Human Rights India’s top court halts prosecution for online offenses

India’s top court halts prosecution for online offenses

Some Church leaders upset as all criminal cases under a scrapped provision of Information Technology Act are to be dropped

Church officials in southern India have expressed concern over India’s Supreme Court asking to drop criminal cases filed under a controversial provision meant to ensure government control over social media.

Human rights groups including a Catholic priest though say the move will stop the government machinery from unfairly targeting its critics and innocent citizens.

The Supreme Court on Oct. 12 directed the federal and state governments to drop all cases initiated under the provision of section 66A of the Information Technology Act 2000, some seven years after it was scrapped.

The provision criminalized online communication that was “grossly offensive, menacing,” or the sender knew to be false “to cause annoyance, inconvenience, danger, obstruction, insult, injury, criminal intimidation, enmity, hatred or ill will.”

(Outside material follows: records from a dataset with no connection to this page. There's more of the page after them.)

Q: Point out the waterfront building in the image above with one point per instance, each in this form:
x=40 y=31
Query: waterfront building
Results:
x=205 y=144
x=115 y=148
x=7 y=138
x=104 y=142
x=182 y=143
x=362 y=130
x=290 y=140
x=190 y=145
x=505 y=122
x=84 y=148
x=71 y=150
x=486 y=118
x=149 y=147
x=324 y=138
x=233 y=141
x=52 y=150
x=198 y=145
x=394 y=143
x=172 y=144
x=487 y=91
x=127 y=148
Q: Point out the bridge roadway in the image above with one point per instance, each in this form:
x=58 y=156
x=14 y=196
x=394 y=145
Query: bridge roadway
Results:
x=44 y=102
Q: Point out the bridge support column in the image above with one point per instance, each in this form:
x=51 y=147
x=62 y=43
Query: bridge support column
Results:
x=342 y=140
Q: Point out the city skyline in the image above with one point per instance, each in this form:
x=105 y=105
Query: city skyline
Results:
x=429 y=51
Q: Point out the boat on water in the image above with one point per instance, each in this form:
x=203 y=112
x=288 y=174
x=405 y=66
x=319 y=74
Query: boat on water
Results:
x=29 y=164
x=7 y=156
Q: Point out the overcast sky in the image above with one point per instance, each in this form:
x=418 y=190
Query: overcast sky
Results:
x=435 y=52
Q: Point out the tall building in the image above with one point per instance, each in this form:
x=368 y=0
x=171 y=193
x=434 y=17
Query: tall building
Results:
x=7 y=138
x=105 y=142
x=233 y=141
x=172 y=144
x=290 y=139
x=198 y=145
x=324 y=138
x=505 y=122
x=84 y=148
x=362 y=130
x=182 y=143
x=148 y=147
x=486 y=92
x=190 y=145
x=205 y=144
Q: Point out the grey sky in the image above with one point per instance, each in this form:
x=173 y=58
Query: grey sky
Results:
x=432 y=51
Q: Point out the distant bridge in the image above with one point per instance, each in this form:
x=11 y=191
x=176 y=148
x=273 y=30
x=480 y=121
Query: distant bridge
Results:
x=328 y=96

A Bench led by Chief Justice of India U.U. Lalit directed “all Directors General of Police as well as Home Secretaries of the States and competent officers in Union Territories to instruct their entire police force in their respective States/Union Territories not to register any complaint of crime with respect to alleged violation of section 66A,” reported The Hindu newspaper.

Father Jacob G Palakkappilly, the spokesperson of the Catholic Bishops Council of Kerala, said the Church is concerned because the provision was helpful in checking social media campaigns maligning its leaders including bishops, priests and nuns.

He said Church officials had filed more than 1,200 police complaints against offensive social media posts, fake news, and untrue statements being circulated “deliberately aiming to tarnish the Church’s image.”

He said the government must “evolve an effective legal system” to curb social media activities that spread hate, violence and misunderstanding in society.

Father Michael Pulickal, secretary of Kerala Catholic Bishops’ Council’s Commission for Social Harmony and Vigilance, told UCA News that the Church in Kerala has been facing the ire of social media platforms for quite some time.

“Now we do not know how to deal with all such cases,” he said.

Jesuit Father Cedric Prakash, a human rights activist based in the western Indian state of Gujarat, begged to differ and welcomed the court order.

“The top court order will put to an end the targeting of those airing opinions against government policies and programs, especially by law enforcing agencies,” Father Prakash said.

The Jesuit priest said though the law was originally meant to ensure the right to freedom of speech and expression, political parties in power misused it to target people who opposed their policies and actions.

“Mostly innocent citizens and activists who wanted the betterment of the society got trapped by the scrapped provision,” Father Prakash added.

The top court struck down the draconian provision in March 2015, but the federal and state governments continued to register cases under it against those who criticized them.

“No citizen could be prosecuted under Section 66A of the Information Technology Act, 2000,” the Supreme Court said in its latest order on a petition filed by the People’s Union of Civil Liberties.